Heart disease and atherosclerosis is more pronounced in men than in women, but this difference is reduced after menopause. Although some studies have shown that the female hormone oestrogen slows heart disease in mouse models, the underlying mechanism is largely unknown. In Science Express, FitzGerald and colleagues show that female mice are protected from hardening of the arteries as a result of oestrogen activation of the cyclooxygenase (COX)-2 enzyme, which causes an increase in the amount of the atheroprotective molecule prostacyclin, PGI2.
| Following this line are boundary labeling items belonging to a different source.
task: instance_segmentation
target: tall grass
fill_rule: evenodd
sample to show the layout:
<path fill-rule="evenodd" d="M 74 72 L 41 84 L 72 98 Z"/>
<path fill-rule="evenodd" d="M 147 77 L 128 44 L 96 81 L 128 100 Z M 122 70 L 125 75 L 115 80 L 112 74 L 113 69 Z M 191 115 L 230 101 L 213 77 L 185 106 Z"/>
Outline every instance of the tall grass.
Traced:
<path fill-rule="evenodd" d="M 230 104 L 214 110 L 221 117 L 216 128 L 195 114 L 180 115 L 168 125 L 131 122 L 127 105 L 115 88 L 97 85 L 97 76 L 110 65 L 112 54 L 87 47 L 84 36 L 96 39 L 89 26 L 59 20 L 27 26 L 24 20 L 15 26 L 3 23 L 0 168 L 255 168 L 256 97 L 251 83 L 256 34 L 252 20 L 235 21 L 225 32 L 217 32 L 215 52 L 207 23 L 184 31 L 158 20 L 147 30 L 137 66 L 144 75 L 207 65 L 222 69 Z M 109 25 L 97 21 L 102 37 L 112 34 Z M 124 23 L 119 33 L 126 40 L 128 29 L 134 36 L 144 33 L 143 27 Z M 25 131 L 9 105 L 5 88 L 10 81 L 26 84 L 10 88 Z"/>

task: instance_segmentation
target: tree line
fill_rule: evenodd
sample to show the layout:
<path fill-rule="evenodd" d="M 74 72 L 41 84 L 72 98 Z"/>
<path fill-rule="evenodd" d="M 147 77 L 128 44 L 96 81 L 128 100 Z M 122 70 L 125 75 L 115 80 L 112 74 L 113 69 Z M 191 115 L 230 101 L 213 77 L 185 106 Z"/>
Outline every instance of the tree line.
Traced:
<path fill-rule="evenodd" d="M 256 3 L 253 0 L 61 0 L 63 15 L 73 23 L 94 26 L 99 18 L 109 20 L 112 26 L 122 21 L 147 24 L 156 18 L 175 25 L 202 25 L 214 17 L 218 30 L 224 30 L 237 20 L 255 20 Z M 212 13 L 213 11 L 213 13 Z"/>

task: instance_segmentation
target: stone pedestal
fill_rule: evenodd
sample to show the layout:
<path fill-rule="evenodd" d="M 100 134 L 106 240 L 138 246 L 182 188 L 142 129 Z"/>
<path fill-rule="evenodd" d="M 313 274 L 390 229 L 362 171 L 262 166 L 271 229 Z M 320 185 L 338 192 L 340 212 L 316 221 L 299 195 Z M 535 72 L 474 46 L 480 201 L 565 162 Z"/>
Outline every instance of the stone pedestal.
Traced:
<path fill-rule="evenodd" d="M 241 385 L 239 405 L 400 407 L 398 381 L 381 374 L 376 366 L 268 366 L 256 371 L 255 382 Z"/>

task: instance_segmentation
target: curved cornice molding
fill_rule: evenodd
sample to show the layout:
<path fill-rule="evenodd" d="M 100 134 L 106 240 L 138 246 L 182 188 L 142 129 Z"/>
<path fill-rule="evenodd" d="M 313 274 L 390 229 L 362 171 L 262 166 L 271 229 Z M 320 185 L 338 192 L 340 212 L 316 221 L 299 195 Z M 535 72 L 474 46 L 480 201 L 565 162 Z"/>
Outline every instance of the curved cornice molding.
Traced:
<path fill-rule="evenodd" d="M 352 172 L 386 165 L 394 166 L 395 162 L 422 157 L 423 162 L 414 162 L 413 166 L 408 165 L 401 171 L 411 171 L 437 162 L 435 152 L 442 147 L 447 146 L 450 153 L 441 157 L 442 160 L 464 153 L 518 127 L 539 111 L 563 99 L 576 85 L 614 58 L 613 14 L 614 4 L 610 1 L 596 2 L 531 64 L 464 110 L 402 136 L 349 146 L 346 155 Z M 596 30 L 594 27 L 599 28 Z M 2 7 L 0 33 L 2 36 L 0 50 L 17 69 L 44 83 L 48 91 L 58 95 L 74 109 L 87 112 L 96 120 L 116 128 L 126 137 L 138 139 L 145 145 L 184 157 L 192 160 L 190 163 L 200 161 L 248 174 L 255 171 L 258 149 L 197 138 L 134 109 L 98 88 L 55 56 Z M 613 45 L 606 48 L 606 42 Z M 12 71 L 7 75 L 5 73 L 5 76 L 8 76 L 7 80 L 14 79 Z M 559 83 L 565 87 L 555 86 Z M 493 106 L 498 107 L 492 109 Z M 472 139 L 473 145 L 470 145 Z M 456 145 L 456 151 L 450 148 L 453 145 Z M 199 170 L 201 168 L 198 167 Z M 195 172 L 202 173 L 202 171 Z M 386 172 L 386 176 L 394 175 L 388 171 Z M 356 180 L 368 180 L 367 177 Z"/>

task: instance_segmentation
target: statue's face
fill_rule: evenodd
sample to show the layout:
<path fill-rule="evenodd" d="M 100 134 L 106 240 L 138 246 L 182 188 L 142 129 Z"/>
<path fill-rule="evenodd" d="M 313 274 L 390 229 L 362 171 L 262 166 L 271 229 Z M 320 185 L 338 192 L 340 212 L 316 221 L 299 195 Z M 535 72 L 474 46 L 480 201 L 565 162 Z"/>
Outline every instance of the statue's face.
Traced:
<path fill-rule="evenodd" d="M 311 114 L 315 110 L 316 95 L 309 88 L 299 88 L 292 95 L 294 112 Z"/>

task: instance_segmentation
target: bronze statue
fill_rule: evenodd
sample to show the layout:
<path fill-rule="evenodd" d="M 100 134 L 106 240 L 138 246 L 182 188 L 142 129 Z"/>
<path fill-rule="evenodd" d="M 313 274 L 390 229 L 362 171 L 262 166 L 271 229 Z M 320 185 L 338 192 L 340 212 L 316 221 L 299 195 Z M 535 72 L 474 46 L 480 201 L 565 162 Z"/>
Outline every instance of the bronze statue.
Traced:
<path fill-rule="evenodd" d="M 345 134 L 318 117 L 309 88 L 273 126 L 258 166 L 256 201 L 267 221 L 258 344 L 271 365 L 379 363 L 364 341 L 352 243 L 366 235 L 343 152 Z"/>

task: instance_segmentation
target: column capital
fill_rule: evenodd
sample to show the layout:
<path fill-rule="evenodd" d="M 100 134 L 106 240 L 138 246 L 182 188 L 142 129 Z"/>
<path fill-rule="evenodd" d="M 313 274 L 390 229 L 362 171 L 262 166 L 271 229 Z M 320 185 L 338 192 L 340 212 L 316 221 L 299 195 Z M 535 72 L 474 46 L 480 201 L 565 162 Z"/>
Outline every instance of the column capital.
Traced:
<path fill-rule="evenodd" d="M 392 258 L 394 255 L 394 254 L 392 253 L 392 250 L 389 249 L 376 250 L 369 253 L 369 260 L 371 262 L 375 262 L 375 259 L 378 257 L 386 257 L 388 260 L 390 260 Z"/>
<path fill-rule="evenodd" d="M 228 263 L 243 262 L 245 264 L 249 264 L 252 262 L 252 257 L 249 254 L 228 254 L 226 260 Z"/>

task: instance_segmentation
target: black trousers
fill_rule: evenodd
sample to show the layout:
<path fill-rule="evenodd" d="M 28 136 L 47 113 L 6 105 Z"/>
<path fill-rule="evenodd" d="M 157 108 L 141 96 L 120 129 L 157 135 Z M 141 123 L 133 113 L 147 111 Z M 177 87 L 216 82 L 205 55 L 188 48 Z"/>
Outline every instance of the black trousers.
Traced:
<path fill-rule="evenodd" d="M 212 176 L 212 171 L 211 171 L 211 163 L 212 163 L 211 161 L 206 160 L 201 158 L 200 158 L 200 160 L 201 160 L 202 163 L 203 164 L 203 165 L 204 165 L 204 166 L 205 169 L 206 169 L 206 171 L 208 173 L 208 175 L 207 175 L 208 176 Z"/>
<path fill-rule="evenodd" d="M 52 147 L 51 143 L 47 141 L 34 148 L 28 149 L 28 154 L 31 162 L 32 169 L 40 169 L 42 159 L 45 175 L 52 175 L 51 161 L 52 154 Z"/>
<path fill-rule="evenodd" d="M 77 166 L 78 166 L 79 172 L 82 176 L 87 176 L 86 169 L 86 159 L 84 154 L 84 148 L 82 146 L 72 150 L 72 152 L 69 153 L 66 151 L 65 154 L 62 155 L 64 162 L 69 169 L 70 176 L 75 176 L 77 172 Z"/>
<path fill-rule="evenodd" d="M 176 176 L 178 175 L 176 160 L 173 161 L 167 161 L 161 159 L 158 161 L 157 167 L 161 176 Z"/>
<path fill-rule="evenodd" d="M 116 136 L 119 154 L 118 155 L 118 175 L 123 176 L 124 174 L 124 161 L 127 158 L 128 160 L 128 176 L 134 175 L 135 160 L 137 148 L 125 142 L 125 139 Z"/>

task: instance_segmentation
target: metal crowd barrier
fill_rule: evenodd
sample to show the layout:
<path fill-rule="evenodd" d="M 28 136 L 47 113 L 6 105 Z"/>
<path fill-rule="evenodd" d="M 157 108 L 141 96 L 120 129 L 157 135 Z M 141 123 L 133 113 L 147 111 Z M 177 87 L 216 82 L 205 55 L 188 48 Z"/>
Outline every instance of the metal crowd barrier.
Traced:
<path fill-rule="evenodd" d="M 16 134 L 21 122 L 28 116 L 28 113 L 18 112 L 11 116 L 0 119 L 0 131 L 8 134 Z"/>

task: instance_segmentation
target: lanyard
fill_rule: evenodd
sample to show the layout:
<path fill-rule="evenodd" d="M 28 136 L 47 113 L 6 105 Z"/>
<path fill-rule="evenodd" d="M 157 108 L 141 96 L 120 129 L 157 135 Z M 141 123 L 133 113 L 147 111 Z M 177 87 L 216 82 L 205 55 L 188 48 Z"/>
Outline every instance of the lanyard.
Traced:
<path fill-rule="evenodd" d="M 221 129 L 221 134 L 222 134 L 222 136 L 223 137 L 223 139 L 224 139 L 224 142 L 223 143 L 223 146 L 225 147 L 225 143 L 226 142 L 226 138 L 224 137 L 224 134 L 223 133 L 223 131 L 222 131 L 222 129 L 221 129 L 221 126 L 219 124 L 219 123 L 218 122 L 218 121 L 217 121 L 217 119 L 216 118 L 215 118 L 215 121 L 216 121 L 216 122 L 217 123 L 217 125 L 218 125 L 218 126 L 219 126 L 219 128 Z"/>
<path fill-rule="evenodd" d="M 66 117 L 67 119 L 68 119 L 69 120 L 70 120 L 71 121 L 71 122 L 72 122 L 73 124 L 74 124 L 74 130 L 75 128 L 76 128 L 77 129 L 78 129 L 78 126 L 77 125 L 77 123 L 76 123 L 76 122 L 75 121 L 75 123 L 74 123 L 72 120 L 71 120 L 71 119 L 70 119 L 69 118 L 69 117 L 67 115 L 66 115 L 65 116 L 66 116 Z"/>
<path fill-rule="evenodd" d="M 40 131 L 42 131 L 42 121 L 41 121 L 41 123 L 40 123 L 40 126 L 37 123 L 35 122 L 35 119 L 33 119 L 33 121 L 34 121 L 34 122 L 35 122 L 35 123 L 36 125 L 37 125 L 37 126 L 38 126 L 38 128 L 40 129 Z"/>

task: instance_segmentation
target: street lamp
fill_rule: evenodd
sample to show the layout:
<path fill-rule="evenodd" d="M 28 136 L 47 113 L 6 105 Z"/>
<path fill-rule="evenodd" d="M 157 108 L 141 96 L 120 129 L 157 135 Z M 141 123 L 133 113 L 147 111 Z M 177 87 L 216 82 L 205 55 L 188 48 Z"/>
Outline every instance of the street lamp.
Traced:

During inflammation, phospholipase enzymes convert membrane phospholipids to arachidonic acid. Arachidonic acid is the precursor for prostaglandins, such as PGI2, and thromboxanes, which are derived from the COX1 and COX2 pathways. The COX prostaglandin products are acted on by thromboxane synthase (in platelets) or prostacyclin synthase (in endothelium) to form thromboxanes or PGI2, respectively. PGI2 has an important and beneficial role in vascular function, as it inhibits platelet adhesion to the vascular endothelium and is a strong vasodilator. The COX pathway is inhibited by aspirin and non-steroidal anti-inflammatory drugs (NSAIDs). Newer anti-inflammatory drugs selectively target the inducible isoform COX2 and have fewer gastrointestinal side effects than the non-selective COX inhibitors such as aspirin and ibuprofen.

Mice deficient in the low-density lipoprotein (LDL) receptor were used to investigate the role of PGI2; LDL-deficient male mice develop atherosclerosis more rapidly than females. Knocking out the prostacyclin receptor (IP) in these female mice took away the atheroprotective effect of oestrogen. These mice also showed increased oxidative stress. By removing the ovaries of female LDL-deficient mice, the authors were able to identify the direct effects of oestrogen. Administration of oestrogen to ovariectomized mice increased PGI2 synthesis. Furthermore, PGI2 synthesis was also increased after administration of oestrogen to female mice deficient in the oestrogen receptor β, but not the α-receptor, showing that PGI2 biosynthesis occurs by activation of the α-receptor. In LDL- and IP-deficient female mice, administration of oestrogen did not confer protection from athersclerosis compared with LDL-deficient mice alone.

Because of the direct link between oestrogen and the protective COX2 pathway, this study raises a number of concerns about the use of selective COX2 inhibitors in premenopausal women. It also raises the possibility of an interaction between hormone replacement therapy and drugs that inhibit COX2, including traditional NSAIDs. In light of the recent studies linking long-term use of COX2 inhibitors with increased cardiovascular risk, this study provides some insight into how this risk might occur, and identifies potential biomarkers of this evolving risk. Although there is considerable interest in the further potential clinical use of COX2 inhibitors, interest in therapeutic target selection is shifting downstream in the prostaglandin biosynthetic/response pathway, towards specific prostaglandin synthases and receptors.